Durian Low

Durian Low

Itu tidak sepenuhnya seperti durian runtuh. Sebagian berkat kesabaran Datuk Low sendiri. Yang tetap bertahan di bisnis itu di saat harga batu bara sangat rendah. Selama lebih 10 tahun.

Di saat sulit itu begitu banyak pengusaha yang menjual tambang. Tidak kuat lagi di harga yang begitu rendah. Begitu lama. Pun Datuk Low. Sudah sangat sulit saat itu. Nyaris ambruk.

Tapi ia tahan.

Sampai akhirnya menemukan durian runtuh dua tahun lalu.

Produksinya pun bisa terus dinaikkan. Seperti hendak mengejar Adaro dan KPC.

Tahun lalu produksi batu baranya 32 juta ton. Naik terus. Dan masih akan naik terus. Tahun ini menjadi hampir 40 juta ton. Lima tahun lagi ditargetkan 60 juta ton –setara dengan Adaro atau KPC saat ini.

Apakah itu berarti harga saham BYAN akan terus naik? Saya tidak tahu. Bertanyalah ke Akagami Shanks. Yang rajin bikin komentar di Disway soal saham. Yang kurang berani tembak langsung pada GoTo –setidaknya dibanding Agustinus yang tulisannya tentang GoTo beredar sangat luas itu.

Faktor terpenting masa depan saham BYAN tentu tetap di harga. Apakah tetap selangit seperti sekarang.

Memang ajaib bin anomali. Green energi dikobarkan di seantero dunia.

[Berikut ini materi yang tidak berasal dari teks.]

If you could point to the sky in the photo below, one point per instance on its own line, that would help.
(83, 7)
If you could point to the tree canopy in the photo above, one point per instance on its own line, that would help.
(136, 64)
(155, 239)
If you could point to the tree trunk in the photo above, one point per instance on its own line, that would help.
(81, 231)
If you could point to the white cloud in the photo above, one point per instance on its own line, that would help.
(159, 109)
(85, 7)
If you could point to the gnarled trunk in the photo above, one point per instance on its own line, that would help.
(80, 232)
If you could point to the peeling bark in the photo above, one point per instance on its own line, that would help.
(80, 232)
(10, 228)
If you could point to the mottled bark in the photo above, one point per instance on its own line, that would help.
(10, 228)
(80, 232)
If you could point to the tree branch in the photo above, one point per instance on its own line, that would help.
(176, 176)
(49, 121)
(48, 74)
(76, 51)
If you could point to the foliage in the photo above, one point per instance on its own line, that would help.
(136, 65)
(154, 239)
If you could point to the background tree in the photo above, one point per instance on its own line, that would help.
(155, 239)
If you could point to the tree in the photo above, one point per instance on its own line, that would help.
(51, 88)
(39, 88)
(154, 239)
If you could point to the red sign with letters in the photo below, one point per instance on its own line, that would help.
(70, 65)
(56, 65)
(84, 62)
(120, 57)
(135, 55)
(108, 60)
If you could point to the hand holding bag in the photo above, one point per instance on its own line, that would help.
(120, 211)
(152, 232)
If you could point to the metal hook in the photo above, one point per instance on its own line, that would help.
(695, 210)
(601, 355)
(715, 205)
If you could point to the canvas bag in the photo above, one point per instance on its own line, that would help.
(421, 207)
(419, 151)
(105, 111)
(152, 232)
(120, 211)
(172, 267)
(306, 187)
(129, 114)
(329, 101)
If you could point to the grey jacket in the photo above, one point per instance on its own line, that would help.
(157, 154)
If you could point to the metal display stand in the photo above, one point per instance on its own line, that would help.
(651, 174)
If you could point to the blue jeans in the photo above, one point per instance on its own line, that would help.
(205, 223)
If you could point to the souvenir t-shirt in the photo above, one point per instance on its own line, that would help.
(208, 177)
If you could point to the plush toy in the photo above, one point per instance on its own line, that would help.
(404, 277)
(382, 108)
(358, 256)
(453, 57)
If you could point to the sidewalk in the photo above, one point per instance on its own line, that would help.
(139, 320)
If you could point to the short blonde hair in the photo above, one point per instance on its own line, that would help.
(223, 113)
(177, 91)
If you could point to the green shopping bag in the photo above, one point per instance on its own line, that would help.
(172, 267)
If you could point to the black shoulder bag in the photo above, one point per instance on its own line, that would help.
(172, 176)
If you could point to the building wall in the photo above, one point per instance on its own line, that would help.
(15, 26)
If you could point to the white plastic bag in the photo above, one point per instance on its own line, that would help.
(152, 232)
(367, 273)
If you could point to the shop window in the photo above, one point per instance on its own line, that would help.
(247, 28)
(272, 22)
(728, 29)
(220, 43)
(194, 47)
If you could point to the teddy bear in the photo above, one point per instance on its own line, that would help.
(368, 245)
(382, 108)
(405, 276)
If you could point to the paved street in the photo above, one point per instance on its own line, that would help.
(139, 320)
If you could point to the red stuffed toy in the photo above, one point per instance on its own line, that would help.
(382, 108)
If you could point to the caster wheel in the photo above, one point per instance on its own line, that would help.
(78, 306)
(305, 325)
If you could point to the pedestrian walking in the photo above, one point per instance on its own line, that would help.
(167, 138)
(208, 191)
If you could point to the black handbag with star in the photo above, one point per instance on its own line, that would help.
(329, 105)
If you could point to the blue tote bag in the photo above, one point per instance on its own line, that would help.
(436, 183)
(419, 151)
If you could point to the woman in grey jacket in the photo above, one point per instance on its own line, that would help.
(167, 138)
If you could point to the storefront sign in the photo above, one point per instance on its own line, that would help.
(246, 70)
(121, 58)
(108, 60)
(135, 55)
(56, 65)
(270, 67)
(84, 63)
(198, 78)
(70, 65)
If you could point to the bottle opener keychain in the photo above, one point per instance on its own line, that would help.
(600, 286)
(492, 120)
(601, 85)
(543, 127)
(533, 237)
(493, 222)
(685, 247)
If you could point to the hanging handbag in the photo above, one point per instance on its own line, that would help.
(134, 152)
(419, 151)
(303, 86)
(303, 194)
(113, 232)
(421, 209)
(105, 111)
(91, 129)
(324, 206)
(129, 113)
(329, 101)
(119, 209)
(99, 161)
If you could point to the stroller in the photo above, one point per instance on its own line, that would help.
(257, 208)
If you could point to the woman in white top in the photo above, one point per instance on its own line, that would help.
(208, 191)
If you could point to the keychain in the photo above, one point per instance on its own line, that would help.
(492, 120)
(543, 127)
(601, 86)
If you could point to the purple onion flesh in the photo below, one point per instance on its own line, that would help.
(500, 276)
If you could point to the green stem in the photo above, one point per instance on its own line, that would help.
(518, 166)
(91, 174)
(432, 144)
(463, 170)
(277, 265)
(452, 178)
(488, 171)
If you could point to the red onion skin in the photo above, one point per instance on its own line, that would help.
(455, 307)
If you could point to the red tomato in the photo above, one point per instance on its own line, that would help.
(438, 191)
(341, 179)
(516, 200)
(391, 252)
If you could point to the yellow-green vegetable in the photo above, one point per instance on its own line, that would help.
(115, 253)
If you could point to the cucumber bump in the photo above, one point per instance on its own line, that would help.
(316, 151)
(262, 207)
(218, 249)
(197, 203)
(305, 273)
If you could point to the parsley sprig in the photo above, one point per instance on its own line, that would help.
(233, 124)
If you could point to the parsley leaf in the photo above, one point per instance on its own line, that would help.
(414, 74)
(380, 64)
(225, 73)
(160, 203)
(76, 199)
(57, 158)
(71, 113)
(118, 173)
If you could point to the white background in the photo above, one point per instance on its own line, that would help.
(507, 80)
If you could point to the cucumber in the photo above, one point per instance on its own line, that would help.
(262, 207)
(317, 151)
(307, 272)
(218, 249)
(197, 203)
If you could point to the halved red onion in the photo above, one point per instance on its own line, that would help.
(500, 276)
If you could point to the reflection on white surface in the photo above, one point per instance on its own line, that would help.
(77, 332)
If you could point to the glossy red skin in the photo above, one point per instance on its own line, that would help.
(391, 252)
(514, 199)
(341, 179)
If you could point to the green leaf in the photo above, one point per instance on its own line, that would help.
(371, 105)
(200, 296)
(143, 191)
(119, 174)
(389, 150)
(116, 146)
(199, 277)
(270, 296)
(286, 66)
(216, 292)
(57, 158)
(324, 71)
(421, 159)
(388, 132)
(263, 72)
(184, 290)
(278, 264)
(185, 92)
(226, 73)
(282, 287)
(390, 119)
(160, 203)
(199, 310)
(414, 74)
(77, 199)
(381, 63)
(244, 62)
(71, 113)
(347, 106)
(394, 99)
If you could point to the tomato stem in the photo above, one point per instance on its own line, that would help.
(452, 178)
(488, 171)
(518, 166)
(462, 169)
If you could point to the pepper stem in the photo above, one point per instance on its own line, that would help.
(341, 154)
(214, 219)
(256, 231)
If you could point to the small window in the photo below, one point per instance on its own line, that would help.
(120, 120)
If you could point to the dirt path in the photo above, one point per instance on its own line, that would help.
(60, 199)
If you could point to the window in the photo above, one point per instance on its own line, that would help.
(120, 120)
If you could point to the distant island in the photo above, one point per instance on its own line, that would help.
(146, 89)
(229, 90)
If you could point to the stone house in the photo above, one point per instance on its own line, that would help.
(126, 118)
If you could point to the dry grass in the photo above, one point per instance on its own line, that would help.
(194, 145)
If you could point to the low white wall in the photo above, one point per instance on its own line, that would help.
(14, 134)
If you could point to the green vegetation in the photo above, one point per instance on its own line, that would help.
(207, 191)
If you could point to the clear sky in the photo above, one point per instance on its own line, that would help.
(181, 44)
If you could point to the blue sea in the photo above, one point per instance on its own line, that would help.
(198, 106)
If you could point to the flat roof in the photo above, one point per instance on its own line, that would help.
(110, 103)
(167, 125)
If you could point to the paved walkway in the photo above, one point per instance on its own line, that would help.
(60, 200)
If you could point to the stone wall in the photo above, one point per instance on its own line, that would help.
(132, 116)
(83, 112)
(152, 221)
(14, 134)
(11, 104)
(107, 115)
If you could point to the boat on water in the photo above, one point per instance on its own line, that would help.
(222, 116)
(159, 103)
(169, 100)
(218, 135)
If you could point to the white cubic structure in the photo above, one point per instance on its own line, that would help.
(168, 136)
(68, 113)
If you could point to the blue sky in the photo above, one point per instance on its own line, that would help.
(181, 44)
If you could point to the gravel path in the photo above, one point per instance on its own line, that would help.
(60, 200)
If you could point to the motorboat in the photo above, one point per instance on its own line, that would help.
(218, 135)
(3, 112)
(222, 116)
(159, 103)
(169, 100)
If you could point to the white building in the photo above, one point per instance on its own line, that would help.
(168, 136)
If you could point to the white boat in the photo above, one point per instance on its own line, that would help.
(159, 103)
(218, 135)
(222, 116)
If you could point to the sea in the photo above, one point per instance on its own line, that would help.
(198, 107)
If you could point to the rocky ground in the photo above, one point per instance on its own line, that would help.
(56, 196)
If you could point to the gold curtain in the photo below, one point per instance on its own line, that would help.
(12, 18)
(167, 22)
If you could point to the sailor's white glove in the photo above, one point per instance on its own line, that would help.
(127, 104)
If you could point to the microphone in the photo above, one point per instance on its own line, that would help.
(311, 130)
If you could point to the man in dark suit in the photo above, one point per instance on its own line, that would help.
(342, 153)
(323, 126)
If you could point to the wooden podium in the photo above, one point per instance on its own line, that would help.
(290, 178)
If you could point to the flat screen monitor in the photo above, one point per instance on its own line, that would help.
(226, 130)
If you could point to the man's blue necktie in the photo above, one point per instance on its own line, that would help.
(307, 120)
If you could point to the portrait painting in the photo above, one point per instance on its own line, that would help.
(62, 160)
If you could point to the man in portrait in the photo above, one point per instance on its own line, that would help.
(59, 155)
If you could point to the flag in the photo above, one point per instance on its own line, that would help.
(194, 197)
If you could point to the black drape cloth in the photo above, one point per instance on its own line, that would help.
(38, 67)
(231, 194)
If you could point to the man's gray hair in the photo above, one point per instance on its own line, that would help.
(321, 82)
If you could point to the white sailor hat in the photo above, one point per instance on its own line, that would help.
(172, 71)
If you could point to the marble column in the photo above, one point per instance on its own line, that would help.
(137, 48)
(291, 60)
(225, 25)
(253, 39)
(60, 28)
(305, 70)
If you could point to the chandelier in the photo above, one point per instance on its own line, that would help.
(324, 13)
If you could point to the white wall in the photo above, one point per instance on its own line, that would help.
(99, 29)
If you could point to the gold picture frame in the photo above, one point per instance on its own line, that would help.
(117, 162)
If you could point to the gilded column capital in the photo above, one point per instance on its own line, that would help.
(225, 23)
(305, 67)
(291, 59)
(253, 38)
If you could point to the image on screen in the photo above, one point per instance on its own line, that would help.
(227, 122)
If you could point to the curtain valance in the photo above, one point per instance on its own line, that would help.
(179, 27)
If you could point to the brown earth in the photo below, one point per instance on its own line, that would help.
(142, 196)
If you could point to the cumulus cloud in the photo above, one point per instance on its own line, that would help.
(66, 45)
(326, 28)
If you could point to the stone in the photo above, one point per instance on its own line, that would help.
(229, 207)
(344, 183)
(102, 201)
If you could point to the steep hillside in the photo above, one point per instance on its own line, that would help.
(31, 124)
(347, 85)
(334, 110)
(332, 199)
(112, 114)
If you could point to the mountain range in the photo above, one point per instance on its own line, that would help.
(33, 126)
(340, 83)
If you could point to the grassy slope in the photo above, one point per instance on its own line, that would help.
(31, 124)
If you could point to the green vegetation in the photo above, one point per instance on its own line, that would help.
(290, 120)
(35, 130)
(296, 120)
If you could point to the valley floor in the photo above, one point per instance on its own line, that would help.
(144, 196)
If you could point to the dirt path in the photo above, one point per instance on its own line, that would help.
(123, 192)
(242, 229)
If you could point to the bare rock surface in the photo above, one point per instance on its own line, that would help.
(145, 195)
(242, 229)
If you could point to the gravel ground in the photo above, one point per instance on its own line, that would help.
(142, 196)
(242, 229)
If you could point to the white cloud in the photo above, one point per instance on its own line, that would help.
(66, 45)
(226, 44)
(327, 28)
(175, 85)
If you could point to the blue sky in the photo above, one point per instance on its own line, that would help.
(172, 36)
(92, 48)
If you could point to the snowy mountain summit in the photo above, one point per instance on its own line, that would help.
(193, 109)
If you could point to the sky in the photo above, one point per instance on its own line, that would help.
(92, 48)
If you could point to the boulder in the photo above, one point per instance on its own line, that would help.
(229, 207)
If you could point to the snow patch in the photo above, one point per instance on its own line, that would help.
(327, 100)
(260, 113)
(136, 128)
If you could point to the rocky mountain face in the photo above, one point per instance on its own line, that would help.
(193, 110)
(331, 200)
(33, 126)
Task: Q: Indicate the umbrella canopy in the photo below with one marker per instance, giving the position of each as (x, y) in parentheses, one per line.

Batu bara dimusuhi habis-habisan: "energi kotor, bikin polusi, membuat ozon bocor". Tapi yang memakai   terus bertambah. Harga batu bara pun belum pernah sampai setinggi aras seperti sekarang.

Akibat perang di Ukraina? Pun  sejak sebelum Vladimir Putih menyerang tetangganya itu. Harga batu bara sudah naik. Lalu menjadi-jadi sampai ketika perang itu berlarut-larut.

Belum terlihat solusi cepatnya seperti apa. Perang di Ukraina pun memasuki hari ke 100, kemarin dulu. Masih lama kelihatannya.

Hubungan buruk Tiongkok-Australia juga belum terlihat cahaya terang sedikit pun. Mendung justru kian tebal ketika Tiongkok semakin menguasai diplomasi di negara-negara Pasifik Selatan –terakhir, pekan lalu, Solomon. Australia –yang berarti Amerika– kini kalah total di Pasifik Selatan –yang secara tradisional menjadi sahabatnya.

Australia begitu geram pada Tiongkok. Tiongkok membalasnya: tidak mau lagi membeli batu bara Australia yang begitu istimewa. Sudah lebih setahun perang dingin itu. Belum juga terlihat fajarnya.

Atau menunggu langkah Presiden Joe Biden saja. Yang terpaksa akan bertemu Putra Mahkota Saudi Arabia, MbS –Mohamad BIN Salman. Dalam waktu dekat. Agar Saudi mau meningkatkan produksi minyak dan gasnya.